There was one lucid argument against the rail boondoggle, that of state Sen. Sam Slom. And he said it in hearings directly to the mayor’s face.
Slom also voted against the Health Connector, which collapsed in a heap of excuses after blowing through $133 million from taxpayers.
Legislators spurned his mature and cogent pleas for a more frugal approach to governance. A nearly $1 billion giveaway to union bosses in mid-contract costs us dearly, but Slom stood up.
Now is the time for voters to stand up and free themselves from expensive and bossy government.
Michael G. Palcic
Peter Principle is alive and well in government
Well, they’ve done it again. The Peter Principle of promoting someone to the point of incompetency has already taken place in the form of the elections director. Now they have decided to reward the incompetency, by giving him a $10,000 raise (“State election chief receives $10,000 raise,” Star-Advertiser, July 10).
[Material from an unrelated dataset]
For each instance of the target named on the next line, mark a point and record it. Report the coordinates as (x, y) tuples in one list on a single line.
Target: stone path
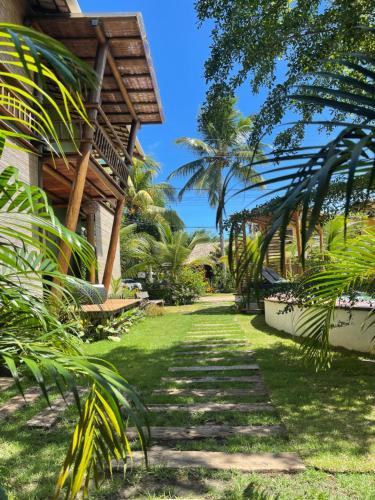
[(245, 462), (204, 339), (202, 393), (218, 407), (194, 353), (204, 380), (208, 431), (5, 383), (213, 368)]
Who are these people on these boards? Why do they still have their jobs? Do they have any idea what they are doing?
Pahoa, Hawaii island
Hawaii should do more to support its caregivers
A new report on the value of unpaid care provided by family caregivers clarifies the enormity of the contribution Hawaii’s caregivers make (Family care worth $2.1B, group says,” Star-Advertiser, July 17).
What’s less clear from the article is that the proposed CARE Act would require hospitals to do three simple things:
>> Allow the caregiver’s name to be recorded on the patient’s hospital record;
>> Notify the caregiver when the patient is to be discharged or transferred; and
>> Offer to instruct the caregiver in the tasks needed to be performed at home after their loved one is discharged.
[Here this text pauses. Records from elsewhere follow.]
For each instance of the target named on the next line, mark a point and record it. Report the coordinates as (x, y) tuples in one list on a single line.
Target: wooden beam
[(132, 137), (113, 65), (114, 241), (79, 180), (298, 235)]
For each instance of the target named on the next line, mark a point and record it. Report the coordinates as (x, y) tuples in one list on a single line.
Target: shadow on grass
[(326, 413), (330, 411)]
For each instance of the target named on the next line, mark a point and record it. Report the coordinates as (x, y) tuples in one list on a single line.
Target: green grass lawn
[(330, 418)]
At last count 17 state legislatures across the country had passed bills providing for greater involvement and instruction of family caregivers at the time of hospital discharge.
Hawaii should do everything possible to support the 154,000 men and women who are critical to achieving a more patient-centered health care system in Hawaii.
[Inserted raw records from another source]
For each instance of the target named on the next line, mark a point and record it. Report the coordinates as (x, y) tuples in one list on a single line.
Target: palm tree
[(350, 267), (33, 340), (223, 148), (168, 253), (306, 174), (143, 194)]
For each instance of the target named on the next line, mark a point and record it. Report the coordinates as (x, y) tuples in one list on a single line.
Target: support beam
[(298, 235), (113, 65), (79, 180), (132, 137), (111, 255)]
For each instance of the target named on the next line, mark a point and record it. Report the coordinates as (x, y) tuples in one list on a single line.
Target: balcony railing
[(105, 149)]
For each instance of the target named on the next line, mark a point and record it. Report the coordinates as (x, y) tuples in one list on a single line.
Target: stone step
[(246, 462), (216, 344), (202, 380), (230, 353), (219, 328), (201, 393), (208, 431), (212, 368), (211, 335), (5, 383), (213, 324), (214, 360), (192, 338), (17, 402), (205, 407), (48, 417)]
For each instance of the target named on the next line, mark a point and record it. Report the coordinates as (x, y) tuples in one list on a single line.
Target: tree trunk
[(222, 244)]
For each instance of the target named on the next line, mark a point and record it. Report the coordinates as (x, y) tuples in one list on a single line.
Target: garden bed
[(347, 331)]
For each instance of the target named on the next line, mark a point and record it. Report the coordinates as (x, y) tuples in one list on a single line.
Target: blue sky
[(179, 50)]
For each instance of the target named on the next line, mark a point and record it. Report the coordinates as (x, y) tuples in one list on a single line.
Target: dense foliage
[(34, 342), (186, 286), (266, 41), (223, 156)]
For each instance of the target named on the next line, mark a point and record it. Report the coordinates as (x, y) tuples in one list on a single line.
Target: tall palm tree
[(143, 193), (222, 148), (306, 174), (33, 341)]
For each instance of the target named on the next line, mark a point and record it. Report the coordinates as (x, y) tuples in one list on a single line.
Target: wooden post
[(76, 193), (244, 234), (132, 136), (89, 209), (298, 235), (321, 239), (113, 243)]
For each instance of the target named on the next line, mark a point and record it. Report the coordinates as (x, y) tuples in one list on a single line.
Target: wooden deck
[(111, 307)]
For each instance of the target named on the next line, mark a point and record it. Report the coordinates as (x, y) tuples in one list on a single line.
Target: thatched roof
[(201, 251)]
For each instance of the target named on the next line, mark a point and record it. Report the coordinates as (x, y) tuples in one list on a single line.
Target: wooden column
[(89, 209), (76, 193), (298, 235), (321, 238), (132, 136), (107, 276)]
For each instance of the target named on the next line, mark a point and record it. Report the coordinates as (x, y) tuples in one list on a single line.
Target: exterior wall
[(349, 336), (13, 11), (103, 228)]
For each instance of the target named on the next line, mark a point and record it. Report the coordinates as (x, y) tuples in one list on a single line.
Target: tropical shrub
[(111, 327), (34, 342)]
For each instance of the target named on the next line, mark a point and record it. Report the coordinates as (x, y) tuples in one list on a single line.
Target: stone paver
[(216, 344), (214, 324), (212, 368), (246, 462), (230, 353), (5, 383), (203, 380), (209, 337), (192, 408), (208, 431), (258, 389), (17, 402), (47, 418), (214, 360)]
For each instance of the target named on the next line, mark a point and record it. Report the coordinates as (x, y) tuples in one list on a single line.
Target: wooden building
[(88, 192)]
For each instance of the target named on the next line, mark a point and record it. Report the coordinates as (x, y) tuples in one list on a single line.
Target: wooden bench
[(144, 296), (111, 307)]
There’s a reason praise for Obama is rare
I read a letter praising a positive piece on President Barack Obama with simultaneous bewilderment and amusement (“Positive article on Obama rare,” Star-Advertiser, Letters, July 14).
Perhaps praise for this president is so remarkably scarce as a result of the impact of his policies of the last nearly seven years: A flat-lined GDP; the lowest workforce participation rate in more than 35 years; more folks on some form of public assistance or another than in recent memory; more national debt incurred than under all previous presidents combined; double-digit percentage increases in health care premiums (you ain’t seen nothing yet); deficits higher than President George W. Bush’s highest; an America more divided along racial and class lines; a Middle East on the brink of Armageddon
— when does one come up to breathe? I’m not buying whatever snake oil is out there portraying this administration as anything other than the calamitous failure that it is.